How much can you borrow when buying a home

November 29, 2011 — The amount you can borrow will depend on your income and current debts as well as the value of the home you’re purchasing, the amount of your down payment and the current mortgage rates.

If you haven’t yet selected the home you’d like to purchase, most lenders will offer you a free estimate of the maximum housing payment you may be able to afford. Or use the worksheet below to get an idea now.

Generally, your monthly mortgage payment for principal, interest, taxes and insurance should not exceed 28 percent of your monthly pre-tax income. Monthly payments on other debts, such as car loans, school loans or credit card payments, should not exceed an additional 5 to 8 percent of your monthly income.

These percentages can be higher or lower depending on the type of loan you apply for, but they’re a good place to start estimating.

Loan Estimating Worksheet

This worksheet uses 28 percent and 36 percent figures to qualify, which are common. However, these percentages can be higher or lower depending on the type of loan you select. A loan officer can explain the different options available.

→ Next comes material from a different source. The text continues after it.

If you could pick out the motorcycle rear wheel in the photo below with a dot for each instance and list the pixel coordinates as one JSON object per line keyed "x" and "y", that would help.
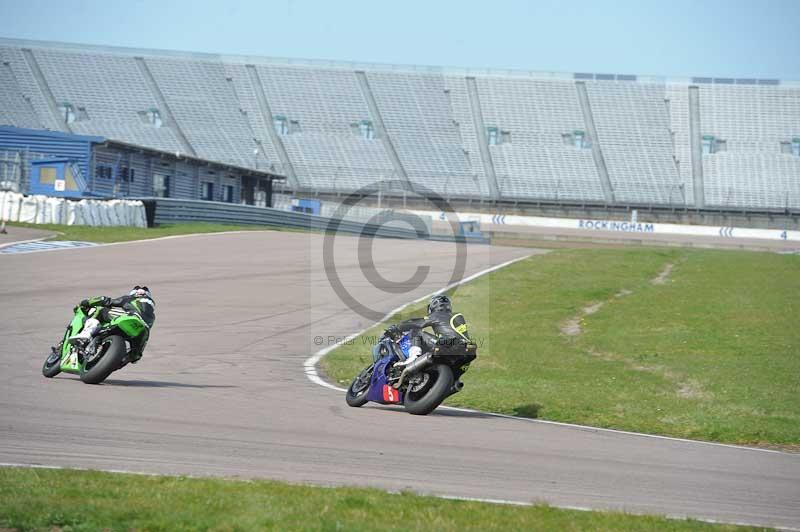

Monthly Income Before Taxes

Borrower – $

Co-Borrower  – $

Other – $

Total Monthly Income =  $

X            .28

= Maximum Housing Payment $

Or

Total Monthly Income =   $

X            .36

Maximum Payment for All Debts   = $

Now calculate your monthly debts. Generally, lenders will not consider debts that will be paid in full shortly.

Current Monthly Debts

Auto Loans – $

Personal Loans  – $

School Loans – $

Minimum Credit Card Payments – $

Other Current Monthly Debts – $

Maximum Housing Payment From Above  – $

*If this number exceeds that shown for Maximum Payment for All Debts, figure the amount by which it exceeds and subtract it from the Maximum Housing payment. The new figure is your maximum monthly housing payment estimate.